I’ve been enjoying my NYT Audio app, but some content is better than others. And today, I’m ticked because earlier this week, I found something that sounded intriguing, headlined “Can Humans Endure the Psychological Torment of Mars?

Well, that grabbed me. Especially since I’m a longtime (since my teens) fan of Robert Heinlein’s Stranger in a Strange Land, which begins:

So yeah, I wanted to know the answer to the question. Was Heinlein right that “the greatest danger to man was man himself?” And could that challenge be overcome? SPOILER: All that work to build a compatable crew didn’t work out so well in the story.

But would it work better in real life? This NYT Magazine story was heavily hinting that somewhere in its thousands of words, there would be an answer to the question. So, even though it would take 43 minutes and 45 seconds, I thought it would be worth the listen.

It wasn’t. I mean, I was on a long walk, and it was interesting and passed the time. But no answer. Yet I kept expecting it, even when, at the beginning, it went into this long examination of how two people who had applied to be “crew” members felt about being chosen for the experiment. (I put “crew” in quotes because they’re just going to be locked up together here on Earth to see how they deal with it.)

They were excited, by the way. But torn about being away from loved ones for more than a year. There. Now, you can skip the first 30 or 40 minutes. Then, at the very end, one of the two excited folks gets cut from the program and replaced just before the experiment begins. She is devastated.

She goes home, and watches the beginning of the mission on TV, and starts trying to get over her disappointment. Which she gradually starts to do. The last sentence of the story is:

Then she baked a whole-wheat sourdough pizza, and she and Jake ate it, together.

Really. That was it. I think I yelled “WHAT?!?” as I walked down the street. Not a hint of an answer to the question posed in the headline.
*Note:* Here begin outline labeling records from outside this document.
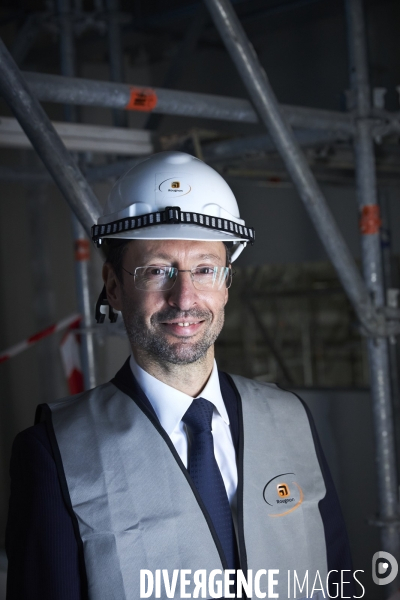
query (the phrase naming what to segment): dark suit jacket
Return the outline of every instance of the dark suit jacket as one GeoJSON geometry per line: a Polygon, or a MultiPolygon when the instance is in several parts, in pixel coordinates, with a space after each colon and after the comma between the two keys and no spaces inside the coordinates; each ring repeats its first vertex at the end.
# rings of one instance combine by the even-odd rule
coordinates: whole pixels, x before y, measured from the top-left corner
{"type": "MultiPolygon", "coordinates": [[[[228,375],[220,372],[219,377],[236,455],[240,457],[242,438],[238,392],[228,375]]],[[[142,405],[152,420],[157,420],[149,400],[132,375],[129,361],[112,382],[142,405]]],[[[325,529],[328,570],[336,569],[340,573],[352,568],[347,534],[314,422],[308,408],[305,408],[327,490],[319,508],[325,529]]],[[[45,418],[46,412],[39,410],[39,421],[43,415],[45,418]]],[[[240,460],[238,466],[240,468],[240,460]]],[[[49,420],[38,422],[17,435],[10,475],[11,498],[6,531],[9,561],[7,600],[86,600],[82,541],[49,420]]],[[[238,498],[238,503],[240,501],[238,498]]],[[[247,569],[247,566],[242,564],[241,568],[247,569]]],[[[339,578],[331,579],[332,584],[335,581],[339,578]]],[[[344,595],[352,597],[352,587],[344,587],[344,595]]]]}

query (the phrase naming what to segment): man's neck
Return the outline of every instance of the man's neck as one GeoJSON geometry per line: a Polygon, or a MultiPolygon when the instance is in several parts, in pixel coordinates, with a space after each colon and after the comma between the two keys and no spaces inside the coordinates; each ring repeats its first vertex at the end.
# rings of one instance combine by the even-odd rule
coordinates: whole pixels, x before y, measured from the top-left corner
{"type": "Polygon", "coordinates": [[[144,371],[163,383],[196,398],[204,389],[214,365],[214,348],[200,360],[188,364],[159,363],[156,357],[132,348],[134,359],[144,371]]]}

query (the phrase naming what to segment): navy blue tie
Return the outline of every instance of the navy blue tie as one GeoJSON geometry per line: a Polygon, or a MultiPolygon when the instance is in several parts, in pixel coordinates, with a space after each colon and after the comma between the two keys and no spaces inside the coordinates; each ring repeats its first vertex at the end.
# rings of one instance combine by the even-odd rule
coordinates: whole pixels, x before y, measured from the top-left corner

Admittedly, the experiment isn’t over. The people went into the biodome thingy back in June, and they have months to go yet. But how about an update? How are they doing? Anybody crack up yet? I searched and found a progress report on the NASA site, and this was the most exciting paragraph in the post:

Over the past 200 days, the crew grew and harvested its first crops grown inside the 1,700-square-foot habitat, including tomatoes, peppers, and leafy greens, participated in a host of simulated “Marswalks” with relevant time delay, tempo, and activities consistent with future Mars mission concepts, and took part in science investigations in biological and physical sciences…”

No word on whether anyone has gone bonkers. Which, I suppose, is something they might not want to report until it’s all over. I get that.

But still. I don’t like it when a headline creates expectations that the story — especially an extremely long story — fails to fulfill.

So don’t do me like that…

The day back in June when the “crew” entered the “ship.” As the story said, “It was not a special hatch with airlocks or anything: It was just a plain white office door.” So it appears to have gotten that right.